Every time I reunite with Riverdance, I feel more at home onstage, more present. During my first tour in 2005, I was all tension and nerves, afraid that I’d draw a blank in front of thousands of people, or get lost in the cloud of dry ice and end up in the wrong spot, or run out of steam mid-finale while the rest of the Rockette-like line kept on chugging. It was draining (when you tell yourself you won’t have enough stamina, you won’t).
But since then, I’ve learned to relax into performing, and it’s not just a matter of comfort through repetition. I’ve also gotten some new movement principles under my belt—from yoga, Feldenkrais, and release technique––ideas that are helpful for any performer, but that don’t make their way into a traditional Irish dance class. Now when I get onstage, I have a fuller awareness of my whole body, of how to use it efficiently and present it confidently.
Dancing this show is like running a few 100-yard dashes––really fast––with plenty of time to breathe in between. When you’re on, you really have to be on, but there are lulls in the action where you can refuel. During those times, I always like watching the show from the wings, especially Firedance, the sultry flamenco solo that melds into a fire-against-ice quintet with four of the male Irish dancers. The flamenco soloist on this tour is my friend Rocio Montoya from Granada, Spain. She is a gorgeous mover, and I feel lucky that I get the chance to watch her so close up. In stature, she couldn’t be more different from the show’s original flamenco soloist, the towering, voluptuous Maria Pages. Rocio has a tiny frame, but she moves big; you feel like every twist of her body and toss of her red skirt really is powered by some kind of elemental force.

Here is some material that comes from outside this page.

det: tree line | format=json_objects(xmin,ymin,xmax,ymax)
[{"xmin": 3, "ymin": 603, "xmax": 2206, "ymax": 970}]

Offstage, Rocio lets me practice Spanish with her, and before I go home on Sunday, I want her to teach me a few steps of flamenco.
There’s a lot of good energy in the company right now, thanks to the results of the World Irish Dancing Championships, which have been going on this week Philadelphia. We just found out that former Riverdance member Scott Doherty (who now tours with Lord of the Dance) won first place in the senior men’s competition, and Meghan Lucey, who’s currently in the troupe but taking the week off, brought home second place in her age group. Everyone is so happy for them, and we’ll be thinking of them when we perform tonight.